Parfois, j’ai du mal à croire à la réalité qui nous entoure. Les instruments de contrôle font apparaître un monde entièrement différent de celui que l’Histoire et la géographie nous ont décrit. Il me semble que la planète bleue sur laquelle je vivais est en train de se dessécher. Les déserts, les mers mortes et les terres dépouillées de leur écrin de glace redessinent une autre terre que la Terre.
Mais plus encore, l’Histoire, le sens de l’Histoire, a subi une série de modifications subjectives qui forcent désormais le lecteur à chercher le sens sous le texte officiel, comme un palimpseste qu’il faut ausculter à la lumière radiante.
La perte progressive de la mémoire historique favorise l’illusion que toutes les trouvailles de la culture et de la civilisation ont jadis été faites par des visiteurs inconnus, des habitants d’une espèce disparue : et non par nos ancêtres, nos sœurs, nos frères, nos semblables. C’est pourtant eux, souvent seuls, avec les moyens du bord, qui ont tout inventé. Eux qui nous ont transmis l’idée de la splendeur. Certains étaient de grands artistes, d’autres des découvreurs inspirés, certains des bâtisseurs, d’autres des savants, mais tous étaient des individus, surgis du flux ordinaire de la vie grâce à une injustice majeure, qui est aussi la chance de notre espèce : l’inégale répartition du génie entre les êtres humains.
C’est ce scandale qui risque de disparaître, et avec lui quelque chose d’essentiel. Car il n’y a pas d’intelligence collective. Il n’y a pas de corps expéditionnaire de la pensée. Dans le domaine de l’esprit, tous les héros sont solitaires. La société représente le contexte plus ou moins favorable à la création.

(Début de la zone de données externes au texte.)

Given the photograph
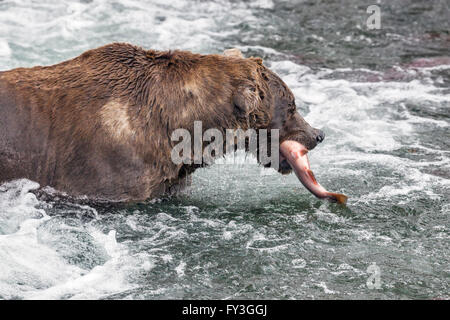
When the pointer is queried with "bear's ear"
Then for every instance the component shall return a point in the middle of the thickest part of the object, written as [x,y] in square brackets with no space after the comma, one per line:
[257,60]
[235,52]
[245,100]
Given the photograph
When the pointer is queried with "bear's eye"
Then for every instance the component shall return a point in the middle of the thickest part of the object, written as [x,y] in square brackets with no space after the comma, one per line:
[292,108]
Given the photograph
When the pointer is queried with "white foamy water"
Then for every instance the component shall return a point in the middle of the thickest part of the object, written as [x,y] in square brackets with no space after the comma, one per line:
[241,231]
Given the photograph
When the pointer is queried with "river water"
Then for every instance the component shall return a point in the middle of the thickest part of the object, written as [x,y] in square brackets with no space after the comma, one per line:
[381,96]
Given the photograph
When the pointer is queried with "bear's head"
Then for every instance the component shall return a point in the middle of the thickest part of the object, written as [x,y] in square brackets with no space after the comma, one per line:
[266,102]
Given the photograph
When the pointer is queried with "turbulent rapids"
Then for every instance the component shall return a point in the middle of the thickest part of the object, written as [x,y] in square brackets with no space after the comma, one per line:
[241,231]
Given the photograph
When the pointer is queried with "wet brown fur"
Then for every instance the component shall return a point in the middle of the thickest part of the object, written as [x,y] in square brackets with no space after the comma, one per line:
[100,124]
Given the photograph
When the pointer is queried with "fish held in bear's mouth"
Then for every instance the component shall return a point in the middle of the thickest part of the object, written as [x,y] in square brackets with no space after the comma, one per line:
[295,154]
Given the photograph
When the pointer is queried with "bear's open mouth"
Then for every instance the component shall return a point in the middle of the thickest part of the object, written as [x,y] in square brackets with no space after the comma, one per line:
[295,154]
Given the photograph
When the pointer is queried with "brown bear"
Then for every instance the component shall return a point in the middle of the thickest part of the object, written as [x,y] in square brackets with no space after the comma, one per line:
[100,124]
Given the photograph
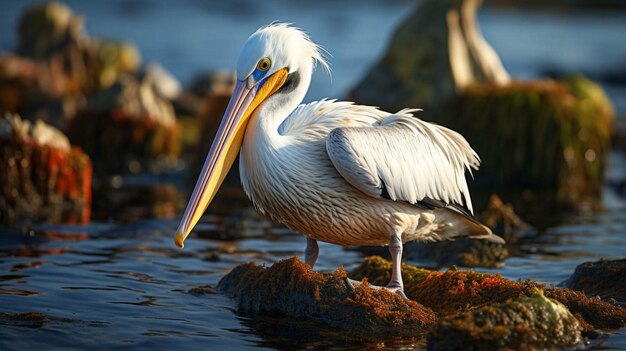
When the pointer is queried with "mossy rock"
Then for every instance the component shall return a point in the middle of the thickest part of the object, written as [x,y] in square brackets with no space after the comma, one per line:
[458,291]
[291,288]
[43,184]
[128,128]
[542,135]
[533,322]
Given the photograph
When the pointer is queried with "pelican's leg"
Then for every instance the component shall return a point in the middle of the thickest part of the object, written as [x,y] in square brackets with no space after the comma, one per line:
[311,252]
[395,284]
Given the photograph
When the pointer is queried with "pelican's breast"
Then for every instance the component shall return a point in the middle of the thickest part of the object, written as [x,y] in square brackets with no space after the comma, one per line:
[291,178]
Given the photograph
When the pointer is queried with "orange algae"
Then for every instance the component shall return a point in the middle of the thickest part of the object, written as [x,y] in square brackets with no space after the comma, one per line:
[44,183]
[291,288]
[455,291]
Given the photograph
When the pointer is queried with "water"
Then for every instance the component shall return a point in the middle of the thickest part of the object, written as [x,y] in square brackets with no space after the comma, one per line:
[109,285]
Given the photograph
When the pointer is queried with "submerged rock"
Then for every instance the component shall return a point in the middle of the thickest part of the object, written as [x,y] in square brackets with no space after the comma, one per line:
[456,291]
[435,53]
[43,179]
[293,289]
[604,278]
[533,322]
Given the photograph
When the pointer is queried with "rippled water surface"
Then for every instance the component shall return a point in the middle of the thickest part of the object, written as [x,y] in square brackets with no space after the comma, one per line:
[109,285]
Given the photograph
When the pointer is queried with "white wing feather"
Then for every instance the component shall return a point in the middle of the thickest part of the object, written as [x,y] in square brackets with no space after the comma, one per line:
[408,158]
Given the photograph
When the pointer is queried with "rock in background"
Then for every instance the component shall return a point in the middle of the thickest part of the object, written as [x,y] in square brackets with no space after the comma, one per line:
[434,54]
[548,137]
[128,128]
[43,179]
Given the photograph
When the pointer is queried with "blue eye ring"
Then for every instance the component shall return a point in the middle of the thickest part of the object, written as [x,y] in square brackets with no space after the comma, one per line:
[264,64]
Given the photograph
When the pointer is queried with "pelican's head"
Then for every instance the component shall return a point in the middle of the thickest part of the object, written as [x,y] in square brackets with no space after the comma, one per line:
[272,58]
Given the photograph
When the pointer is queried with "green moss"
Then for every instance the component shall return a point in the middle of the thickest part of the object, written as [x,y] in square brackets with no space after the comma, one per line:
[457,291]
[552,135]
[525,323]
[292,289]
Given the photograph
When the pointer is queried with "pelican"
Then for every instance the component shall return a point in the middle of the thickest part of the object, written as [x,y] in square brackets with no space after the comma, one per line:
[334,171]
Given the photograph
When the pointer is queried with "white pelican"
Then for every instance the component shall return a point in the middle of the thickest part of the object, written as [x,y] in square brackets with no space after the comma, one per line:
[334,171]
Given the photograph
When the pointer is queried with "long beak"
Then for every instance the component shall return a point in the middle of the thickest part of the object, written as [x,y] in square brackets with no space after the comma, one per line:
[225,147]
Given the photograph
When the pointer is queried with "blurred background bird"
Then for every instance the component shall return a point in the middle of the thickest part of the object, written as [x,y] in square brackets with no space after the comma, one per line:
[334,171]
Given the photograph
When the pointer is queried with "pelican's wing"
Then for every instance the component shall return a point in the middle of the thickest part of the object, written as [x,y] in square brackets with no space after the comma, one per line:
[404,158]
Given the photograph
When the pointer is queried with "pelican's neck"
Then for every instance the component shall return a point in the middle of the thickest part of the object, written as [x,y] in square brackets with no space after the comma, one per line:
[279,106]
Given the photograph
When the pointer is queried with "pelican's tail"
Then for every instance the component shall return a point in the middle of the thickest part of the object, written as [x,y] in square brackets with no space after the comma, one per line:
[468,227]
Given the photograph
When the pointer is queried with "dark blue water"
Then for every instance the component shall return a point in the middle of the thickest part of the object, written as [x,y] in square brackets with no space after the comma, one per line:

Les divers prix Nobel continuent à être décernés chaque année, mais ceux de physique, de médecine, et bien sûr de la paix, sont désormais attribués à des laboratoires et à des lobbies. Il n’y a plus que le prix Nobel de littérature qui continue, sur des bases un peu floues, à être attribué à un individu : pour combien de temps ?
Un accident a dû se produire. L’espèce humaine a pris un chemin qui exclut à terme l’idée de personne singulière. Est-ce le commerce – le pari mortifère sur la croissance comme moteur de la civilisation ? Est-ce la bureaucratie mondiale – la perte de l’habitude de juger et de choisir soi-même, avec les moyens du bord ? Est-ce la démocratie – cet abandon d’une forme de gouvernement librement consenti, au profit de la dictature du grand nombre retourné ? Est-ce la machine – sa prise de pouvoir sur les actes conceptuels les plus simples, comme d’effectuer un calcul mental ou de gérer soi-même son intérieur ? Est-ce le langage – l’aplatissement des rapports de temporalité dans la langue, sans lesquels aucune présence au monde n’est simplement possible ? Certainement, quelque part, à une époque récente, il y a eu un court-circuit.

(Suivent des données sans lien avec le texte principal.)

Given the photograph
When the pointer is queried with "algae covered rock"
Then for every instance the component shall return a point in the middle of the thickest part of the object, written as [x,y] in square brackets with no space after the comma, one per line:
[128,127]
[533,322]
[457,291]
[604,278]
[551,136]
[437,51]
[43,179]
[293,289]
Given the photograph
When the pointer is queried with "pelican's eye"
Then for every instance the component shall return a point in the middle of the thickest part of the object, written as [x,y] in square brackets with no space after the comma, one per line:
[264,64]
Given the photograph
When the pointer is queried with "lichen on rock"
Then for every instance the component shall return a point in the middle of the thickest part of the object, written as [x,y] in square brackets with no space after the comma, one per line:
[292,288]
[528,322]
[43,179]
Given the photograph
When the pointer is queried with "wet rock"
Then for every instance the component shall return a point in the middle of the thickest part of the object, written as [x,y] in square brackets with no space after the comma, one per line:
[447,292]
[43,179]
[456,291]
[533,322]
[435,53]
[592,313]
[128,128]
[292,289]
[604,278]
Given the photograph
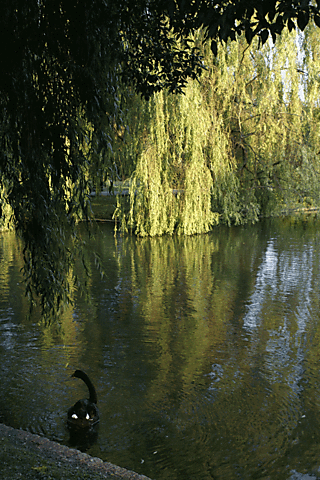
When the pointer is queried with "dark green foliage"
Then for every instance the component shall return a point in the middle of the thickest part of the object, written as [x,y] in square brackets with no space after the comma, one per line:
[61,64]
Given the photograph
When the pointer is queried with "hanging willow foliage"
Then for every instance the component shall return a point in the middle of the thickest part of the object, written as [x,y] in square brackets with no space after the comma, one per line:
[242,143]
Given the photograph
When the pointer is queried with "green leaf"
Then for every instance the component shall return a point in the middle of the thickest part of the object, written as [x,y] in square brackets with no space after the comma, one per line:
[303,19]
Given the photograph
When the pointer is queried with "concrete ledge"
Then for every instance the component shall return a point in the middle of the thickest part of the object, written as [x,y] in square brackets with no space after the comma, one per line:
[27,456]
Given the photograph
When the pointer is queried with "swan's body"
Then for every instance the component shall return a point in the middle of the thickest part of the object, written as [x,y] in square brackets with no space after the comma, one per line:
[84,413]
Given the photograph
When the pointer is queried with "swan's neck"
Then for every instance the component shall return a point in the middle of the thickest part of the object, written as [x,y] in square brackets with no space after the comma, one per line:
[92,390]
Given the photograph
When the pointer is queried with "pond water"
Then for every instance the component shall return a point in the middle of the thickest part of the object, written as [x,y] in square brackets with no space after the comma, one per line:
[205,352]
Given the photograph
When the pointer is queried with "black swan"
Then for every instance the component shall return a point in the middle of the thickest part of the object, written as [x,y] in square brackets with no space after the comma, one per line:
[84,413]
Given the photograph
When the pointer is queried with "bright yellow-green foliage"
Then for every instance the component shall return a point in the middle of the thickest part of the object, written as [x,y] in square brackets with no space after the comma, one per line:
[242,143]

Il est difficile de croire que cette pente soit inéluctable. Il est difficile d’admettre que l’effacement de la mémoire, c’est-à- dire de l’individualité, puisse s’installer durablement. Le présent est relié au passé par un fil d’or, et l’écriture prolonge dans le monde matériel les choses vaines qu’on a pensées et perdues : et la mémoire est une île, un camp retranché.
Nous avons lâché une partie des commandes, pas toutes. Nous continuons à choisir nos amours, nos voyages, nos nourritures, nos fantasmes et quelquefois même, nos idées. Nous n’avons pas encore renoncé tout à fait à aimer notre pays, nos coutumes et notre langue. Nous souhaitons toujours donner des ordres aux machines, et non en recevoir. Nous disposons grâce à internet d’une immensité de savoir accessible, dont bien peu se servent réellement, mais qui constitue un trésor inégalé. Nos chances d’avenir sont faibles, mais pas nulles, ni même indécises.
Un jour nous nous réveillerons. Pas tous, mais assez pour réagir. Nous verrons l’étendue du désastre, et nous souhaiterons y remédier. Notre premier effort sera de croire à ce que nos yeux voient.
Le monde sur lequel nos yeux se rouvriront ressemblera, je suppose, au monde actuel : soumis, dépassé, contrôlé, « inhumain ». Mais nous, nous nous serons remis en ordre de marche. L’étrange torpeur des jours se dissipera. Il n’y aura pas de miracle, ce n’est pas nécessaire. Il suffira de regarder le monde visible : le reste suivra. Et nous serons semblables à ces victimes consentantes d’une séance d’hypnotisme, qui ont cru voir ce qui n’existait que dans un rêve dirigé, et que le claquement de doigts du magnétiseur rappelle soudain à leur lucidité antérieure.